Chemical kinetic measurements of a mammalian acetylcholine receptor by a fast-reaction technique

Abstract

In the presence of acetylcholine, the nicotinic acetylcholine receptor undergoes two rapid conformational changes: one in the 1-ms time region, leading to the formation of a transmembrane channel and signal transmission between cells, and the other in the 100-ms time region, leading to an inactive "desensitized" form with altered ligand-binding properties. To determine the properties of the receptor that are relevant for channel opening and signal transmission, we have developed a cell-flow technique that allows measurements to be made with cells prior to receptor desensitization. Here we illustrate the usefulness of the technique.
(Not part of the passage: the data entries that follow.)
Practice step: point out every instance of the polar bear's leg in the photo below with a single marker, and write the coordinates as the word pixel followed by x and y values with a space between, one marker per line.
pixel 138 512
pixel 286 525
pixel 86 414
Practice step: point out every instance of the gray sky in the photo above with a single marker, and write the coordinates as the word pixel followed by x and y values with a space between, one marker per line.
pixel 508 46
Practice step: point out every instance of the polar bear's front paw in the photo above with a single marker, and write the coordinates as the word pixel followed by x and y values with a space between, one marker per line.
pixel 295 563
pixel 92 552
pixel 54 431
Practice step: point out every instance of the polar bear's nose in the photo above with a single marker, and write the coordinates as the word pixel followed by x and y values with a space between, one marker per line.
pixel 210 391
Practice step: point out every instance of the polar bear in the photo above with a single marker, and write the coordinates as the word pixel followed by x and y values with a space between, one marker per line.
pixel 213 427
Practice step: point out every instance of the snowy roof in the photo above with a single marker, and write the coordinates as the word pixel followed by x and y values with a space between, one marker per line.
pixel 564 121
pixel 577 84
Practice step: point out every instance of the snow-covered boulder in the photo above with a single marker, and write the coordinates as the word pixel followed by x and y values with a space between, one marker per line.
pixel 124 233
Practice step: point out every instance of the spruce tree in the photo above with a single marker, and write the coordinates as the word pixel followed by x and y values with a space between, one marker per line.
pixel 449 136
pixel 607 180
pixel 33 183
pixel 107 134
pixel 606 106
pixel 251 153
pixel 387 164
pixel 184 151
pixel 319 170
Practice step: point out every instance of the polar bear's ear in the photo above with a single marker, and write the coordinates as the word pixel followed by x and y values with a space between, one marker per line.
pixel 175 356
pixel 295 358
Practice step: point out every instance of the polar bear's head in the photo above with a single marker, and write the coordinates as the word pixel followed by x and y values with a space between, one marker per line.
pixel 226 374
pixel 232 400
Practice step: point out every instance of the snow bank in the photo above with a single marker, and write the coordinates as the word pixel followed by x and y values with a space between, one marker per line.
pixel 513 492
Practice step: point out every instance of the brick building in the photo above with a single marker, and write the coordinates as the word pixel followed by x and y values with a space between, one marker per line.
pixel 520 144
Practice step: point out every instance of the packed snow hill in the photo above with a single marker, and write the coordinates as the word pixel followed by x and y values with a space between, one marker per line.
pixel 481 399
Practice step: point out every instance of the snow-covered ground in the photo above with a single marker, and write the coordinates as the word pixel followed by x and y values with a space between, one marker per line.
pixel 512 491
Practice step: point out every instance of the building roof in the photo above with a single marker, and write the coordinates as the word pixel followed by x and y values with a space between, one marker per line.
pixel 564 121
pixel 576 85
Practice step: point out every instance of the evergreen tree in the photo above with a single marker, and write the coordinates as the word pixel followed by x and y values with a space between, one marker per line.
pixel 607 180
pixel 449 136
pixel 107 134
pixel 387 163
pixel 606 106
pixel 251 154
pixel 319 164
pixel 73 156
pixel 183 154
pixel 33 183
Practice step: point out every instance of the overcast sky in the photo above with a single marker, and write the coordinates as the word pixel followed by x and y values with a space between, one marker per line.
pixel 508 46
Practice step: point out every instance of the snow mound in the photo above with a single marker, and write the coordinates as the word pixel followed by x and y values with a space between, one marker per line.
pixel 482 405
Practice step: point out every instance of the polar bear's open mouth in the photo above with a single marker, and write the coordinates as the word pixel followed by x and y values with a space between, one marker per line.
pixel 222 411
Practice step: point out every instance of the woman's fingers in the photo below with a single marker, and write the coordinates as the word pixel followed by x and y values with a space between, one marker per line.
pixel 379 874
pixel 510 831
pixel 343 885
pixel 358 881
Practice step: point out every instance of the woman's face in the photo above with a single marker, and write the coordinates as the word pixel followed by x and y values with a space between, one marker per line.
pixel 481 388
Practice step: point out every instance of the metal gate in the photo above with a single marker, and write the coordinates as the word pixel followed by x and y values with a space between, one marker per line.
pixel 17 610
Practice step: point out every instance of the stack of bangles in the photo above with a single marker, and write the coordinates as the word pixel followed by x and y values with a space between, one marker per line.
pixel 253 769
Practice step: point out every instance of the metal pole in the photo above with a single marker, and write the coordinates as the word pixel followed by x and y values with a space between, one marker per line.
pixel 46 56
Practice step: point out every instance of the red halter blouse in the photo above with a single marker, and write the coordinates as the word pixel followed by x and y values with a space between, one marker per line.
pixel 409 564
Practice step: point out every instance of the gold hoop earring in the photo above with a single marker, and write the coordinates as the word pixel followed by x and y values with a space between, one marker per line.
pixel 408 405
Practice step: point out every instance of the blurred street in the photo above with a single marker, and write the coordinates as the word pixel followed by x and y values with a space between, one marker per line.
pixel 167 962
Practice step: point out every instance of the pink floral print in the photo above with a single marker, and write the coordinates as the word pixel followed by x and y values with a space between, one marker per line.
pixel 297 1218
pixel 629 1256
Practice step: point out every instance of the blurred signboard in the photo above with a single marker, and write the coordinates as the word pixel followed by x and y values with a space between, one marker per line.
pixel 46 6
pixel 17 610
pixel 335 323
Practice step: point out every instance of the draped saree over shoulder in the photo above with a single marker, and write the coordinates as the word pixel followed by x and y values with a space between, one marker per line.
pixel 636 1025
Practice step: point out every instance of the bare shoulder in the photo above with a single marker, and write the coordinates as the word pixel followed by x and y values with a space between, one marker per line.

A wide concentration range of both a ligand that controls the opening of receptor channels (carbamoylcholine) and a receptor inhibitor (procaine) was used to measure the dissociation constant of the receptor site controlling channel opening (2.4×10⁻⁴ M), the channel-opening equilibrium constant (5.5), the inhibition constant for procaine (5.8×10⁻⁵ M), and the rate coefficients for two desensitization processes of 5 s⁻¹ and 0.2 s⁻¹. The cell-flow technique illustrated here is of interest because, by rapid-reaction techniques, it extends the chemical kinetic approach from investigations of reactions in solutions to investigations of many different receptors that exist in membranes of central nervous system cells and whose properties are not well known.